Coast Guard Pacific Area Command Holds Change-of-Command Ceremony

Tiongson most recently served as the United States Southern Command director of operations from June 2020 to June 2022.

The U.S. Coast Guard Pacific Area Command hosted a change-of-command ceremony Friday on Coast Guard Base Alameda.

Coast Guard Commandant Adm. Linda L. Fagan presided over the ceremony, where Vice Adm. Andrew J. Tiongson relieved Vice Adm. Michael F. McAllister as the Pacific Area commander.

Tiongson most recently served as the United States Southern Command director of operations from June 2020 to June 2022 in Doral, Florida. There he oversaw and was responsible for the planning, synchronization, and execution of all current and future operations, activities, and investments within U.S. Southern Command’s area of responsibility encapsulating 27 of 31 democratic nations in Central and South America.

“Today is a special day where we applaud Vice Adm. McAllister on his service to the nation, especially this last year as he inspired and led the men and women of the Pacific Area command,” said Tiongson, Coast Guard Pacific Area commander. “I am committed to the members of the Pacific Area team and am excited to execute Coast Guard missions throughout the region, along with our partner agencies, while adhering to the principles of strategic leadership, proficiency and teamwork.”

Tiongson is a 1989 graduate of the United States Coast Guard Academy where he earned a Bachelor of Science in electrical engineering. He holds two master’s degrees from The George Washington University in mechanical engineering and environmental and energy management.

Tiongson is a career cutterman whose time at sea spans five Coast Guard cutters and one U.S. Navy ship. He has also served in a variety of key staff positions, serving two different tours in the Office of Budget and Programs as a Budget Coordinator and Program Reviewer and the Office Chief.

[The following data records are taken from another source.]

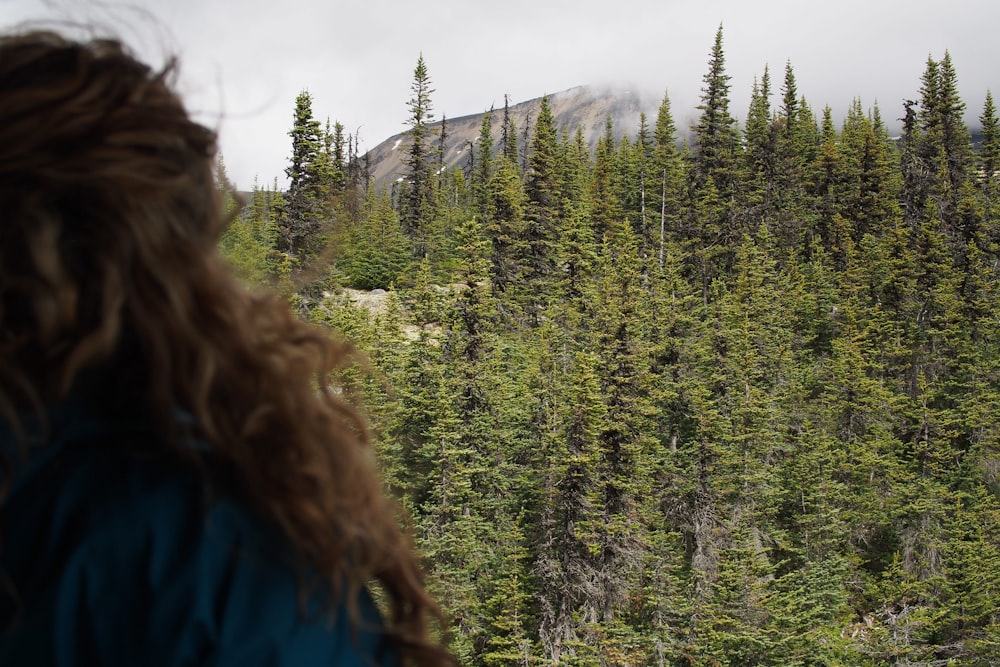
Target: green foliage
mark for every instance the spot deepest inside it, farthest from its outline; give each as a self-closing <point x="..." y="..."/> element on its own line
<point x="650" y="406"/>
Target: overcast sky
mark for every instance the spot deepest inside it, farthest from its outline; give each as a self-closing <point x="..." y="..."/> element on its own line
<point x="244" y="61"/>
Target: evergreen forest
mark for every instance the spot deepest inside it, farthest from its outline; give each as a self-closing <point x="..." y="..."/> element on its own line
<point x="725" y="395"/>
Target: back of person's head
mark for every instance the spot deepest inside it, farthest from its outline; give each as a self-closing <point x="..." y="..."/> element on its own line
<point x="109" y="217"/>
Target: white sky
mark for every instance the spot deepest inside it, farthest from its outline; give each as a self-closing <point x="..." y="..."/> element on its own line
<point x="244" y="61"/>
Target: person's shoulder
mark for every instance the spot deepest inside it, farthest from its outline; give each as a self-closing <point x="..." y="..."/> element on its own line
<point x="152" y="564"/>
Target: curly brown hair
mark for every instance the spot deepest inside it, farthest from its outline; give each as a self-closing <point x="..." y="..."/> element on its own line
<point x="108" y="261"/>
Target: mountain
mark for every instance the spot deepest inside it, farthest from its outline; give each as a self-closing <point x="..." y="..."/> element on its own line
<point x="585" y="107"/>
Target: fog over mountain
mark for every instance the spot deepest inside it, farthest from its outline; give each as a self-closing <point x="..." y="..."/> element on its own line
<point x="585" y="107"/>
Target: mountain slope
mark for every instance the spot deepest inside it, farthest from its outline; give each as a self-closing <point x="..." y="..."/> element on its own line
<point x="586" y="107"/>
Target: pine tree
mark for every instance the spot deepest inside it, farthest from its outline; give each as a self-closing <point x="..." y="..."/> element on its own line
<point x="543" y="185"/>
<point x="668" y="173"/>
<point x="419" y="160"/>
<point x="716" y="139"/>
<point x="989" y="154"/>
<point x="305" y="205"/>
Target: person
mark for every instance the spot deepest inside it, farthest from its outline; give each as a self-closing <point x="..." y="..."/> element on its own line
<point x="182" y="484"/>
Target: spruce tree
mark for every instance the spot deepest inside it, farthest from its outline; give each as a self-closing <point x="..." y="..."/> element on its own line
<point x="716" y="139"/>
<point x="305" y="207"/>
<point x="989" y="153"/>
<point x="415" y="206"/>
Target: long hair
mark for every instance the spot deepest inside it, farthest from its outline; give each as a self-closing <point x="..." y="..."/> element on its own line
<point x="109" y="219"/>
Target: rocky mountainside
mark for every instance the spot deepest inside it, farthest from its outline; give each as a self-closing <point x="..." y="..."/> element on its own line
<point x="586" y="107"/>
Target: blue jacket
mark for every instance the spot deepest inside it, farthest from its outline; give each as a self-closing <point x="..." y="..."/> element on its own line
<point x="112" y="554"/>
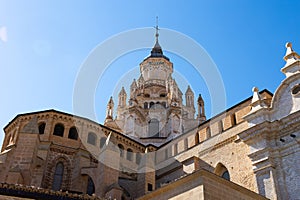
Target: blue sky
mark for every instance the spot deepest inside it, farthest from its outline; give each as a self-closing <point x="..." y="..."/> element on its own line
<point x="48" y="41"/>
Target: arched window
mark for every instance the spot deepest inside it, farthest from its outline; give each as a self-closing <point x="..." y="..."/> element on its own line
<point x="73" y="134"/>
<point x="153" y="129"/>
<point x="196" y="138"/>
<point x="90" y="187"/>
<point x="102" y="142"/>
<point x="129" y="154"/>
<point x="226" y="175"/>
<point x="208" y="133"/>
<point x="233" y="119"/>
<point x="58" y="176"/>
<point x="42" y="128"/>
<point x="92" y="138"/>
<point x="145" y="105"/>
<point x="59" y="130"/>
<point x="151" y="104"/>
<point x="222" y="171"/>
<point x="121" y="147"/>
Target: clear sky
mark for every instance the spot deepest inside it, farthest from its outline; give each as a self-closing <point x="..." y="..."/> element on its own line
<point x="43" y="45"/>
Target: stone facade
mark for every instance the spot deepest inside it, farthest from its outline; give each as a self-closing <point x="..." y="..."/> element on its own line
<point x="254" y="144"/>
<point x="155" y="112"/>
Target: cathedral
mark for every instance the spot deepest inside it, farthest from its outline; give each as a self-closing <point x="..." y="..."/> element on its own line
<point x="157" y="146"/>
<point x="155" y="113"/>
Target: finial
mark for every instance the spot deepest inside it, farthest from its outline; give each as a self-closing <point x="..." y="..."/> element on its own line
<point x="156" y="27"/>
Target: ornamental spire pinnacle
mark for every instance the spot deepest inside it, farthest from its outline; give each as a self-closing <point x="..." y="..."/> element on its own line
<point x="156" y="50"/>
<point x="157" y="29"/>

McAllister assumed command of Coast Guard Pacific Area in Alameda on June 30, 2021. McAllister led the 13,000 men and women of Coast Guard Pacific Area through the global deployment of personnel and cutters to the Arctic, the Antarctic, from the Eastern Pacific to the Western Pacific and throughout Oceania conducting Coast Guard statutory missions including combatting illegal, unreported, and unregulated fishing, counter narcotics and partner nation capacity building.

“I am honored to have had the opportunity to lead such a phenomenal workforce who demonstrated commitment to our nation on a daily basis,” said McAllister. “Our Coast Guard members have fostered international partnerships that bolstered security in the Indo-Pacific region, enhanced law enforcement in the maritime environment, deterred illicit drug trafficking into the United States and protected the ports and waterways that are critical to our economy. It has been a privilege to serve in the world’s best Coast Guard for more than 36 years. I challenge young people today looking to impact their community and their nation to see what the Coast Guard is all about.”

McAllister retired after 36 years of service during a separate ceremony following the change of command. McAllister is a 1986 graduate of the United States Coast Guard Academy where he earned a Bachelor of Science in civil engineering. He holds two master’s degrees, a civil engineering degree from the University of Illinois and a business administration degree from Massachusetts Institute of Technology. He served as the Operations Division Chief at Coast Guard Activities New York from 2000 to 2003, where he led the maritime response and security operations following the terrorist attacks of September 11, 2001 in New York City.

Pacific Area Command is the Coast Guard’s regional command element and force provider for maritime safety, security and stewardship throughout the Pacific. The command’s area of responsibility encompasses six continents, 71 countries and more than 74 million square miles of ocean.

The change-of-command ceremony is a historic military tradition. The event, which has remained unchanged for centuries, includes a reading of the command orders in the presence of all unit crew members to ensure continuity of command.